I found while adding warnings to code that writes macros that the body of a file was being executed twice during compilation. Is there a reason for this? Is this specific to leiningen? I can not reproduce this with (compile ...)
.
Simplified version:
(ns foo.core
(:require foo.bar))
;; empty
(ns foo.bar)
(println "hello")
$ lein compile :all
Compiling foo.core
hello
Compiling foo.bar
hello
Further testing shows that the namespace is reloaded on top of itself during compile:
(ns foo.bar)
(declare wasd)
(println wasd)
(def wasd 2)
$ lein clean
$ lein compile :all
Compiling foo.core
#<Unbound Unbound: #'foo.bar/wasd>
Compiling foo.bar
2
In a more complicated case I have this happening during compile, and then once every time when run or started a repl from lein.

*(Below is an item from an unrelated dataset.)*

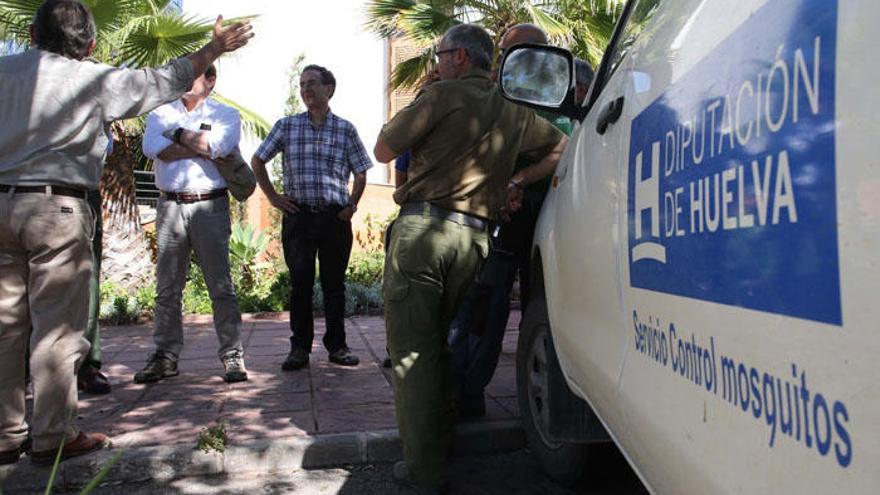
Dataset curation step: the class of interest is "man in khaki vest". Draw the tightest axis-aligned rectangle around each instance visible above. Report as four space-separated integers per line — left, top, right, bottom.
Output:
0 0 253 464
374 24 567 493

I am not sure why. This is all with clojure 1.6 and leiningen 2.5.0.
Leiningen knows nothing about the structure of your project in terms of how namespaces relate to each-other. Consequently, when compiling a project,
lein
simply boots a JVM and forces each namespace to be loaded one at a time. This means that, as you noticed, namespaces will be reloaded causing the double evaluation behaviour you are noticing.In comparison,
(clojure.core/compile)
simply loads the targeted resource withclojure.core/*compile-files*
bound. This will cause the targeted resource and all the resources it requires to be loaded and compiled to class-files. However, it will not traverse your entire project structure compiling all resources as Leiningen's compile operation does.